Leader of the research group, Dr. Steve Stice is responsible for remarkable breakthroughs with the research he oversees concerned with “pluripotent and adult stem cells in the areas of neurogenesis, toxicology and regenerative medicine.”
According the the press release, Stice said, “Complex fractures are a major cause of amputation of limbs for U.S. military men and women. For many young soldiers, their mental health becomes a real issue when they are confined to a bed for three to six months after an injury. This discovery may allow them to be up and moving as fast as days afterward.”
While regenerative bone research has been advancing for years, it’s now reached the application stage. UGA points out that much of the earlier research was done by medical scientists at the Baylor College of Medicine, Rice University and the University of Texas. Those early researchers have been incorporated into a working group to create a dynamic collaborative effort.

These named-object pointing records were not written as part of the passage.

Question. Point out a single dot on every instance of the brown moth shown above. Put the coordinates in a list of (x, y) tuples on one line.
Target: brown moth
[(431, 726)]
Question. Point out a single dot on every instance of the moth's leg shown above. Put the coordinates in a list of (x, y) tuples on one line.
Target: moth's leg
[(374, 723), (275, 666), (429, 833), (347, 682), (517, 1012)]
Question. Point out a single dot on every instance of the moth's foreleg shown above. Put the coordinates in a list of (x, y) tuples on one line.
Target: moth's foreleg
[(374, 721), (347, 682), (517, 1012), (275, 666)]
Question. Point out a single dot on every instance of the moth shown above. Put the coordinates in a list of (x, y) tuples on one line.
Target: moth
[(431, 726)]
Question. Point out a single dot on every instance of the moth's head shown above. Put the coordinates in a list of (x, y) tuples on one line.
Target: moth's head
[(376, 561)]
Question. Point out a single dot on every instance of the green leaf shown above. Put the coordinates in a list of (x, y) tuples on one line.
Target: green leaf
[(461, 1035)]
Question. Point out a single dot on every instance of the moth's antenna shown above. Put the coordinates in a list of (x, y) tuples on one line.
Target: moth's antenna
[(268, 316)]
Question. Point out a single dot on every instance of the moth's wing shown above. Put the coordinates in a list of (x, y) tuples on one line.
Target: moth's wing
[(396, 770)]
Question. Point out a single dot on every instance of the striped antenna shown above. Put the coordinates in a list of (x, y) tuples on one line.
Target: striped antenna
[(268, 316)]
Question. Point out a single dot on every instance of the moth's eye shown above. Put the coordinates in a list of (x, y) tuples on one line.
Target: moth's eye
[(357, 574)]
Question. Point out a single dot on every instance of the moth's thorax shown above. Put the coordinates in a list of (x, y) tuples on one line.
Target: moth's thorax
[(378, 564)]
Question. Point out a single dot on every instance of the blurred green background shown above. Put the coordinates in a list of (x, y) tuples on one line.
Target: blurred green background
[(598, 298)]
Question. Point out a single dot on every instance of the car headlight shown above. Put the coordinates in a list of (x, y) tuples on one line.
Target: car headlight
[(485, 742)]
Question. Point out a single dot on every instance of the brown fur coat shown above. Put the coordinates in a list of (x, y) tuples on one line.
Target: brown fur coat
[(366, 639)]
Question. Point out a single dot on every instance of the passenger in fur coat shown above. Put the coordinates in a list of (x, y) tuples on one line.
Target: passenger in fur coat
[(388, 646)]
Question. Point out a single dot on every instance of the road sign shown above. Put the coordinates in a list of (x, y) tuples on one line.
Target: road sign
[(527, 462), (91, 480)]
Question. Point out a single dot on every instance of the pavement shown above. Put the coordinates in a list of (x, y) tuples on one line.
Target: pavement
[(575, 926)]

The latest research with sheep has shown that significant fractures can be healed in under a month. According to UGA, a “video of the healed animals at two weeks shows the rats running around and standing on their hind legs with no evidence of injury.”
The DOD is thrilled with the progress.
“Our approach is biological with the putty,” Stice is quoted as saying in the UGA release. “Other groups are looking at polymers and engineering approaches like implants and replacements which may eventually be combined with our approach. We are looking at other applications, too, using this gel, or putty, to improve spinal fusion outcomes.”